21 octobre 2009

Temps de lecture : 3 min

L’attrait du sauvage

Vous souvenez-vous de votre livre préféré lorsque vous aviez 5 ans ? Moi oui, il s'agit de « Max et les Maximonstres ». A la simple évocation de ce titre des torrents de souvenirs devraient se déferler dans bon nombre de cerveaux et ce d'autant plus que cette œuvre fait l'objet d'une adaptation prochaine au cinéma. Un phénomène qui doit nous questionner sur la force des émotions générationnelles, et sur leur origine. Par THOMAS JAMET,

Vous souvenez-vous de votre livre préféré lorsque vous aviez 5 ans ? Moi oui, il s’agit de « Max et les Maximonstres ». A la simple évocation de ce titre des torrents de souvenirs devraient se déferler dans bon nombre de cerveaux et ce d’autant plus que cette œuvre fait l’objet d’une adaptation prochaine au cinéma. Un phénomène qui doit nous questionner sur la force des émotions générationnelles, et sur leur origine.

« Max et les Maximonstres » est un livre pour enfants écrit par Maurice Sendak, paru aux Etats-Unis en 1963 et publié en France en 1973. Ce conte raconte l’histoire d’un petit garçon nommé Max, puni par sa mère pour n’avoir pas été sage car il commettait des méfaits dans la maison, déguisé en loup. Il est envoyé dans sa chambre sans dîner, mais seul dans son lit, il se met à rêver, et un monde mystérieux et effrayant lui apparaît.

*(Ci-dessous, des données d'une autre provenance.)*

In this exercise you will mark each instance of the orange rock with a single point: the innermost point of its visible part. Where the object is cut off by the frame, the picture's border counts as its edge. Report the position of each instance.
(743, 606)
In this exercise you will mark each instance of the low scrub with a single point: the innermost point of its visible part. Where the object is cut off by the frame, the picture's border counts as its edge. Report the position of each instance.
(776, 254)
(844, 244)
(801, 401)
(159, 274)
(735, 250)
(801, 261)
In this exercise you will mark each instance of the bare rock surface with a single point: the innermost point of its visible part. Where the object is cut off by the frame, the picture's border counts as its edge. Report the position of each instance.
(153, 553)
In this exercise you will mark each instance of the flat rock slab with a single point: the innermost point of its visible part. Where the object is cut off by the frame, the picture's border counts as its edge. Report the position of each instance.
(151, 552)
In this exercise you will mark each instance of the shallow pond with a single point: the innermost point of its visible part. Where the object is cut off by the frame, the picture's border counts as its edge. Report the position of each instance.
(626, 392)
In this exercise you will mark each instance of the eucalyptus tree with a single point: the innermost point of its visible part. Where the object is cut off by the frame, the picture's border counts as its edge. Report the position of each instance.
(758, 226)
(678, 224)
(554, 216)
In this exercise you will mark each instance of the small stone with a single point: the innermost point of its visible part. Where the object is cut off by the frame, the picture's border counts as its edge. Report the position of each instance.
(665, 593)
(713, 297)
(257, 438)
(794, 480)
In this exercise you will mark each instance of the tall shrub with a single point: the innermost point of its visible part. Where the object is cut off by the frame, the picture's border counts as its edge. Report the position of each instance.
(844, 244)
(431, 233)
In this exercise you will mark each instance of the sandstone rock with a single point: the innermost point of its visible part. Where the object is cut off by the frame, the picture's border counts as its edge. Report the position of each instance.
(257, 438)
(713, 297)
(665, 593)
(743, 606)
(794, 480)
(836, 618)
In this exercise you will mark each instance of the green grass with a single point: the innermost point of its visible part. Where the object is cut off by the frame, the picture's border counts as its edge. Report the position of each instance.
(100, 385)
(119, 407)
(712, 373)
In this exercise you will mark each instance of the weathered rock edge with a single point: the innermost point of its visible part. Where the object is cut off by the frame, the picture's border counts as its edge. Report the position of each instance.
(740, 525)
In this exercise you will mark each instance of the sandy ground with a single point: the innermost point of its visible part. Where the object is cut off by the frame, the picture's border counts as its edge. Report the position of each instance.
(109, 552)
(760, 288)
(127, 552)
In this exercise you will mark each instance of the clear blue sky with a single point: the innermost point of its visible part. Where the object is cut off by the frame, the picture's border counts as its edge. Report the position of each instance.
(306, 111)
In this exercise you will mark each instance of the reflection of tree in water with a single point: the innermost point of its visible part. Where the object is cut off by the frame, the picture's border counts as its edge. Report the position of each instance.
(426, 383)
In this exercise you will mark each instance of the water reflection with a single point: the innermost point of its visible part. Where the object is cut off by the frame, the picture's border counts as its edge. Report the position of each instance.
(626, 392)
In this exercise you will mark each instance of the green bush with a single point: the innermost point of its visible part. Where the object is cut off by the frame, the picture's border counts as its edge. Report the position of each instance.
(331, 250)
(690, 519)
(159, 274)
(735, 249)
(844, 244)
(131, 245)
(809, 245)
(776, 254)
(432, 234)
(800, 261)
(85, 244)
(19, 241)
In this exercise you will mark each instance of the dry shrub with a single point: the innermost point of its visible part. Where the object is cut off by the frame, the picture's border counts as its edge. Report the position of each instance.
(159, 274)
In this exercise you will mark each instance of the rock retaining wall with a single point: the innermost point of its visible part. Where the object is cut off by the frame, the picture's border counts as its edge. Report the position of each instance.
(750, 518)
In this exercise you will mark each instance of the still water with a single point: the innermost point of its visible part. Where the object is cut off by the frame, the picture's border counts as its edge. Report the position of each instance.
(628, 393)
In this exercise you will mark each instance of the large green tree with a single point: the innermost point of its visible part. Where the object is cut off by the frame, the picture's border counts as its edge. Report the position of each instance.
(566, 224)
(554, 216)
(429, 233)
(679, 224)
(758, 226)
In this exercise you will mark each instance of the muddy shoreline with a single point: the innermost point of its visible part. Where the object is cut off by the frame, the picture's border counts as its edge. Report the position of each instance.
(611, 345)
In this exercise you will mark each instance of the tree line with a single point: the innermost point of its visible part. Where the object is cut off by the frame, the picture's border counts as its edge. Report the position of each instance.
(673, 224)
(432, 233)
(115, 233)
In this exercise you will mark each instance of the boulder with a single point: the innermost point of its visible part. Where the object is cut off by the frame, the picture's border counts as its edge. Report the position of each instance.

Il décide de s’y aventurer, et part en voyage dans ce pays où vivent des monstres terribles.
Ces êtres sont abominables mais Max sait se faire apprivoiser et vit avec eux une série d’aventures extraordinaires avant de retrouver son lit et son dîner « encore chaud ». Le film (réalisé par le très doué Spike Jonze) sort en décembre et devrait faire l’effet d’une bombe à émotions, tout d’abord parce que ce livre a marqué une génération d’enfants et inspiré beaucoup de monde (des Simpson jusqu’à l’imagerie de bon nombre de groupes de rock), mais aussi parce que si les monstres ont envahi notre quotidien, ils sont entrés par notre enfance, et représentent une rupture avec l’âge adulte.

« Max et les Maximonstres » exprime l’idée même d’une transgression profonde. Max est certes puni car il a désobéi à sa mère mais il a surtout transgressé la loi humaine. L’enfant déguisé en loup a en effet opéré la plus profonde et la plus violente rupture avec le système de valeurs établi par les adultes : il a pénétré dans le pays du sauvage (« Max et les Maximonstres » s’appelle « Where The Wild Things Are » en anglais). Pour Kant, « il n’est d’humanité que dans la rupture avec la nature ». En pénétrant dans le monde de la nature, en devenant monarque du pays des monstres, et en en édictant ses lois, dont le premier commandement est de faire « une fête épouvantable », Max se révèle comme un héros transgressif, un héros sauvage.

Pour Georges Bataille « le passage de l’animal à l’homme se situe dans le reniement que fait l’homme à l’animalité ». Le passage à l’âge adulte représente très certainement également le reniement de cette part d’animalité, le refus de l’attrait du sauvage, et il est très marquant de voir que dans le conte de Sendak  le petit garçon s’aventure dans le monde du sauvage au moment où il quitte l’enfance pour arriver dans l’âge adulte. La rêverie transgressive que représente « Max et les Maximonstres » nous rappelle donc que l’enfance n’est pas de l’ordre de l’humain. Elle est de l’ordre du sacré, un moment où l’on est capable de tous les allers et retours : dans l’animal et l’humain, dans le rêve et la réalité. Pour Bataille toujours, afin de retrouver son caractère sacré, l’homme doit replonger dans l’animalité. Il peut alors se parer du prestige, de la liberté et de l’innocence de la bête.

Les grandes rêveries collectives comme « Max et les Maximonstres » font revivre le monde du sauvage, mais elles vont au-delà. Il est ainsi assez vertigineux de se rendre compte que la génération qui a grandi avec ce conte a été la première à apprivoiser, à expérimenter le monde du digital et la jungle de l’Internet, souvent crainte et jugée comme dangereuse par le monde « des grands ». Un monde où comme pour Max, le premier commandement est souvent de faire « une fête épouvantable », de se déguiser, de se fondre dans une nouvelle Nature, de retrouver les réflexes animaux de regroupement tribaux… En un mot, d’être libre. Réflexe conditionné de notre condition de mammifère, ou sens de l’histoire ?

  Thomas Jamet est directeur général adjoint de Reload, structure de planning stratégique, d’études et d’expertise de Vivaki (Publicis).